Evaluating the performance of cutting-edge statistical methods in reducing confounding bias using plasmode simulations of electronic health record data

Study type
Protocol
Date of Approval
Study reference ID
21_000484
Lay Summary

This study will focus on state-of-the-art statistical methods – High-Dimensional Propensity Scores, Targeted Maximum Likelihood Estimation, Neural Networks, Support Vector Machines, decision trees, and meta-classifiers - that aim at estimating unbiased treatment effect. To evaluate their performance, a simulation method called Plasmode will allow to replicate the electronic health record database structure to obtain realistic simulations under a chosen treatment effect.

Using electronic health record data implies specific issues due to their observational nature. In such studies, unlike in randomized trials, it is not possible to control the assignment of patients in each studied group, that leads to selection bias and confounding issues. Specific statistical methods must be used to remove this bias and propensity scores are the most commonly used method to handle confounding bias. However, this last decade has seen the rise of an increasing number of algorithmic and machine learning methods that may achieve better confounding bias removal. To evaluate these methods performance on electronic health record data, the most adequate option is to use plasmode simulations that maintain the original data structure so that the causal pathway between variables remains realistic.

The objective of this study is to evaluate the performance of these state-of-the-art statistical methods on estimating unbiased treatment effect using Plasmode simulations of electronic health record data. If these methods are shown to perform better than standard propensity score method, then they could be used more systematically to study exposure effects in electronic health record data.

Technical Summary

Propensity score is the probability of receiving a given treatment based on various baseline characteristics. This method is widely recommended to handle confounding bias in comparative research [1. Austin 2011 ]. Logistic regression is almost exclusively used to estimate propensity score, and the baseline characteristics are generally simply selected by clinician. Although it may prove accurate in many cases, residual bias may arise from these naïve modelling choices, and alternative methods may be more accurate.

High-Dimensional propensity score (hdPS) is an algorithm that automatically selects the covariates to be included in the propensity score model based on their potential for confounding – provided by Bross’ formula [2. Schneeweiss 2009 ]. This method is advocated as a powerful way to select the right baseline covariates for eradicating confounding bias.

Neural Networks, Support Vector Machines (SVM), decision trees (CART), and meta-classifiers are alternatives to logistic regression in estimating propensity scores, with fewer assumptions and supposedly at least as great accuracy [3. Westreich 2010 ].

Targeted Maximum Likelihood Estimation (TMLE) is a general algorithm for the construction of double-robust, semiparametric, efficient substitution estimators based on the targeted minimum loss-based estimation and machine learning algorithms to minimise the risk of model misspecification [4. Van der Laan 2011 ].

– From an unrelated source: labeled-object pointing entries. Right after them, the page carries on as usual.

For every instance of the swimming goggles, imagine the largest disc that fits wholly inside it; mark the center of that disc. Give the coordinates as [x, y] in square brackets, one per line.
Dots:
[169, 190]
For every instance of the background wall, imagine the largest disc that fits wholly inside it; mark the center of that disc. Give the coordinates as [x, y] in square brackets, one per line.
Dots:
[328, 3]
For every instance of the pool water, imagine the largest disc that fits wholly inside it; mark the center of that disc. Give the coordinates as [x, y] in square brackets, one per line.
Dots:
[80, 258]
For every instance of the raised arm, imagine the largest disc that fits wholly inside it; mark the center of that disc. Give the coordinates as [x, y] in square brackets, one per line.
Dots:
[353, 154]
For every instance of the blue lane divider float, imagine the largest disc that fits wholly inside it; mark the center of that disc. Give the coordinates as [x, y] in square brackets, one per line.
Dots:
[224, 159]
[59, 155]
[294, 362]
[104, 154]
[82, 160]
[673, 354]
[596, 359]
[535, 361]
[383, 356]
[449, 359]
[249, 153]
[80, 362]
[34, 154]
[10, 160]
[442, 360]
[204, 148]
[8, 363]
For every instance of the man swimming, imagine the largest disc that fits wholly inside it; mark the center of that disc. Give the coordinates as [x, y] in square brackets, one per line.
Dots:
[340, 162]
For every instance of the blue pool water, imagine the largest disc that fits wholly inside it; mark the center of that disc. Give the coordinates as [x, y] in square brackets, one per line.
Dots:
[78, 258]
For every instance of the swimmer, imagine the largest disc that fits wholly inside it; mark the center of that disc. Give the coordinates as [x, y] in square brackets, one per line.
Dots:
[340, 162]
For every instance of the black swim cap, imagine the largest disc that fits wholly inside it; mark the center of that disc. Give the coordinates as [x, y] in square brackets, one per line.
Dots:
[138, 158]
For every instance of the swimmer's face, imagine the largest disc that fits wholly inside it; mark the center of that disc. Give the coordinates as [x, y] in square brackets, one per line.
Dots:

To evaluate all these methods, we will replicate a previous study (ISAC protocol n°16_166R) whose main objective was to assess the effectiveness of initiating therapy with one or two drug classes in hypertension disease management [5. Marinier 2019]. New users initiating bi-therapy will be matched (1:2) to those initiating monotherapy using propensity scores built with above methods and the outcome of time to blood pressure control will be analysed with a Cox proportional hazards model – except for TMLE that directly estimates the hazard ratio in a non-parametric model on the entire patient set.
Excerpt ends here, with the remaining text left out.